We acknowledge the potential for bias with parts of the study design such as lesion selection, using consensus readings, or choosing readers who are familiar with the disease process and 90Y therapy. However, the goal of this study was not to establish the amount of necrosis caused by 90Y or to evaluate intra- or inter-observer variability. Instead, it was to show how different imaging criteria leads to different response rates. We selected patients with single or dominant lesions with well defined margins because measuring these lesions would offer the highest likelihood for reproducibility between readers. Also, by definition, lesions without measurable margins cannot be assessed using RECIST or WHO imaging criteria.

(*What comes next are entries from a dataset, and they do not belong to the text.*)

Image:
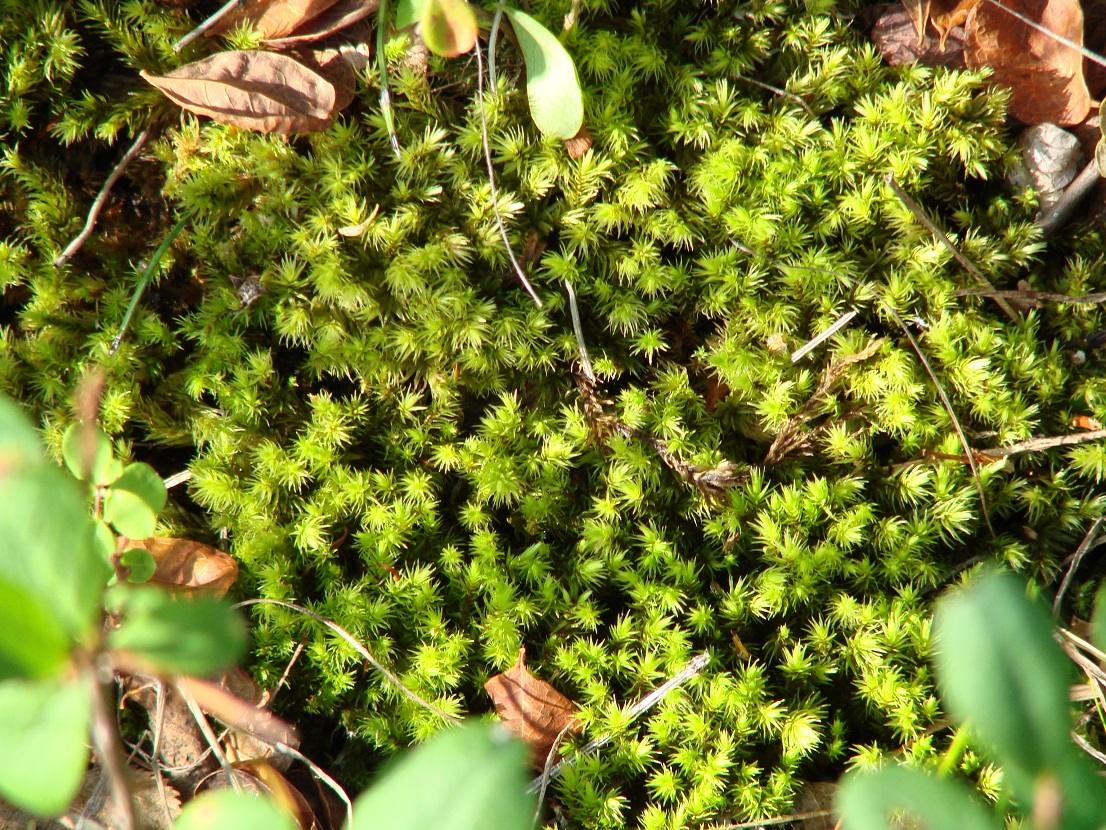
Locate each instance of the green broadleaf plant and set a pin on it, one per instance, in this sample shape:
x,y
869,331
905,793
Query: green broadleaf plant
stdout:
x,y
556,102
470,777
53,578
1001,672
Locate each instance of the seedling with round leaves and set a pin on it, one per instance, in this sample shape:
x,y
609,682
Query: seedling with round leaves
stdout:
x,y
53,639
126,498
450,28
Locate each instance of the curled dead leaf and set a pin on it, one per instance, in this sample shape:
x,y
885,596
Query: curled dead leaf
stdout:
x,y
261,91
531,708
272,18
578,144
1045,76
181,563
342,14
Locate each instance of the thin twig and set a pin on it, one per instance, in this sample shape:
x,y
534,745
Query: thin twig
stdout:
x,y
360,649
491,182
948,407
1034,296
812,344
492,39
1080,552
382,66
208,734
694,666
1093,56
1072,196
915,208
1036,445
90,224
319,773
545,771
780,92
144,280
585,362
288,670
209,23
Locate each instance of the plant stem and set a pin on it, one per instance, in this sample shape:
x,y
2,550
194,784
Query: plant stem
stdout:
x,y
144,280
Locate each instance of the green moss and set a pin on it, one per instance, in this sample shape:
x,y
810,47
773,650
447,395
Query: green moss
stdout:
x,y
392,433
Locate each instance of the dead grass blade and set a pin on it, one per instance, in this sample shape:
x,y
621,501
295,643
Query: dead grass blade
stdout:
x,y
491,184
360,649
915,208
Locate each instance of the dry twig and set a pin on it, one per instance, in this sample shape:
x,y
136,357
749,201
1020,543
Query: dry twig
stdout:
x,y
360,649
915,208
90,224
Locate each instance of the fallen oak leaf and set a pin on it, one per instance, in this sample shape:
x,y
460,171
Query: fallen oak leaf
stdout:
x,y
261,91
1045,76
186,564
272,18
531,708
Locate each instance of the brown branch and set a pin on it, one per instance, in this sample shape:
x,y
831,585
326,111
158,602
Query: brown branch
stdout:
x,y
90,224
1033,296
915,208
1036,445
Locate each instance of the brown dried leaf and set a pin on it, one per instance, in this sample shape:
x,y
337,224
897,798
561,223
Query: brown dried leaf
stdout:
x,y
578,144
260,778
1045,78
272,18
531,708
918,11
261,91
342,14
947,17
331,64
896,39
181,563
237,713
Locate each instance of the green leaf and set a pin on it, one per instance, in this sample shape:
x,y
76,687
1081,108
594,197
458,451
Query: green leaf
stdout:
x,y
20,445
48,538
1000,670
87,454
229,810
139,563
129,515
32,641
867,800
556,102
143,481
44,734
134,500
449,27
470,777
408,12
198,635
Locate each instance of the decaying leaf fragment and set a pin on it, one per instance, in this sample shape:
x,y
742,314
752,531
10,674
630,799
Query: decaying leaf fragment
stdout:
x,y
342,14
184,564
1045,76
261,91
531,708
272,18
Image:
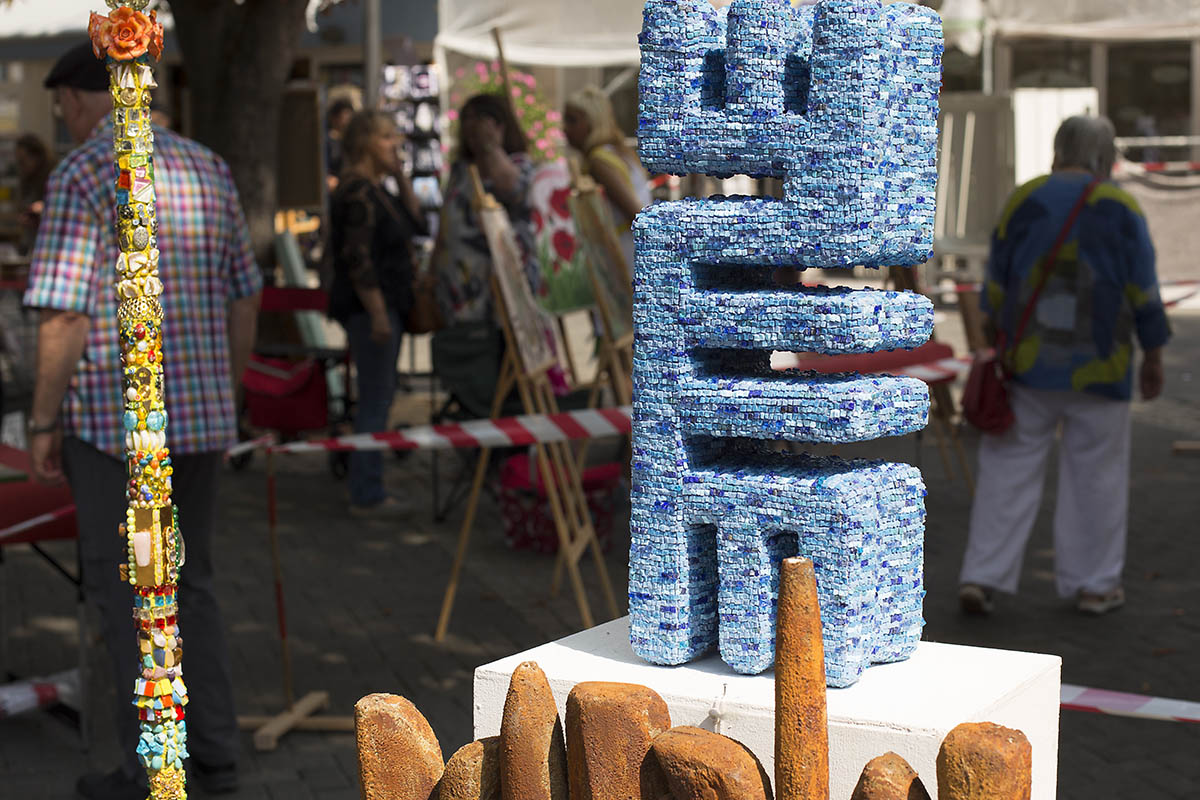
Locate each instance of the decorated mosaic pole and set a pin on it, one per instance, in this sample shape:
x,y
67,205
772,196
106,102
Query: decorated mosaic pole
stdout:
x,y
130,41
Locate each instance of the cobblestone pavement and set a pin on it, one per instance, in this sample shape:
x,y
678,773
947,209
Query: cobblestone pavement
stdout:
x,y
363,599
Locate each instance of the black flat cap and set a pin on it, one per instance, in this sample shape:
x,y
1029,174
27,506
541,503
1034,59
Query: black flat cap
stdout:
x,y
78,68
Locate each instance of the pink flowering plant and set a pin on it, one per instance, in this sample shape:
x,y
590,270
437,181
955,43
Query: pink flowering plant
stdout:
x,y
540,122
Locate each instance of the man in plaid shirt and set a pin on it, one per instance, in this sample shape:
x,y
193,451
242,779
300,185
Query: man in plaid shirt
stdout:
x,y
210,301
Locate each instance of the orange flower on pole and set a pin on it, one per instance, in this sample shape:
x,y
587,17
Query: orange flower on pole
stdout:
x,y
97,29
125,34
155,46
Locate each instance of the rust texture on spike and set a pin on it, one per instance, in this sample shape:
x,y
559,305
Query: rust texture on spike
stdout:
x,y
473,773
983,761
889,777
399,756
533,757
802,731
609,731
691,763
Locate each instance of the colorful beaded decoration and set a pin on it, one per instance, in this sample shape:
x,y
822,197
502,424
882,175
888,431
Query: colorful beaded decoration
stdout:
x,y
838,100
130,41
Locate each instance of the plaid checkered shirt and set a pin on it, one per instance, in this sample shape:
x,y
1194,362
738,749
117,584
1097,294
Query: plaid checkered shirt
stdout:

In conclusion, of the 5 competing anatomic imaging analysis approaches, bi-dimensional viable tumor size (2D EASL) criteria provide the greatest anatomic response to radioembolization. However, in the absence of correlative histopathology or longitudinal studies, we can only speculate that the 2D EASL approach is the preferred anatomic approach, while traditional size criteria underestimate response. For functional assessment of water mobility changes, DW MR imaging can serve as a complementary secondary method to assess response. However, it is not a substitute for primary anatomic measurements because we did not find a correlation between these methods. Correlation with clinical outcome is the subject of future study.